Question: What is a disruptive technology?
Christensen: At the beginning of almost every industry, the available products and services are so expensive to own and complicated to use that only people with a lot of money and a lot of skill have access to them. A disruptive technology is an innovation that simplifies the product and makes it so affordable that a whole new population of people can now have one and use it at the beginning for simple applications, and then it improves to the point that it makes the old technology obsolete.
Question: What is a disruptive innovation?
Christensen: Well, every disruptive innovation is powered by a simplifying technology, and then the technology has to get embedded in a different kind of a business model. So, if I could illustrate that, the early… the first two decades of digital computing were characterized by these huge mainframe computers that filled a whole room, and they cost $1 to $4 million, had to be operated by PhD Computer Scientists. It took the engineers at IBM about four years to design these mainframe computers because there were no rules. It was an intuitive art and just by trial and error and experimentation they would evolve to a computer that worked. The personal computer was a disruptive innovation relative to the mainframe because it enabled even a [poor fool] like me to have a computer and use it, and it was enabled by the development of the micro processor. The micro processor made it so simple to design and build a computer that [IB] could throw in together in a garage and Michael Dell could assemble one in his dorm room. And so, you have that simplifying technology as a part of every disruptive innovation. It then becomes an innovation when the technology is embedded in a different business model that can take the simplified solution to the market in a cost-effective way.
Question: Which is more important and why?
Christensen: The innovations are far more important because the technology itself has now way to impact the world for good until it’s embedded in the business model. And it’s a great question because in innovation it’s the combination of the simplifying technology and the business model. A great example of this is through the ‘70s and most of the ‘80s, there was this huge mini-computer company in the Boston area called Digital Equipment Corporation, and at the time they probably was the most widely admired of all the companies in the world economy. When the personal computer emerged, Digital had access to all kinds of micro-processors, but their business model could not profitably build and sell a computer for less than $50,000, and so they were killed by the personal computer. IBM had access to the very same processors, but they went to Florida and created a business model that could make money at 25% gross margin, selling millions of units a year, which was a wildly different business than selling hundreds of mainframes a year with 60% margins. And it was the coupling of the technological enabler with a business model innovation that allowed IBM to change the world.

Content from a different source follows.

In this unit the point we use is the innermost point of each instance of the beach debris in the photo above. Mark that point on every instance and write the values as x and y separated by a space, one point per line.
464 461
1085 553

Question: Should certain industries focus only on disruptive technologies even though innovation is more important?
Christensen: Generally, the technology that enables disruption is developed in the companies that are the practitioners of the original technology. That’s where the understanding of the technology first comes together. They usually can’t commercialize the technology because they have to couple it with the business model innovation, and because they tend to try to take all of their technologies to market through their original business model, somebody else just picks up the technology and changes the world through the business model innovation.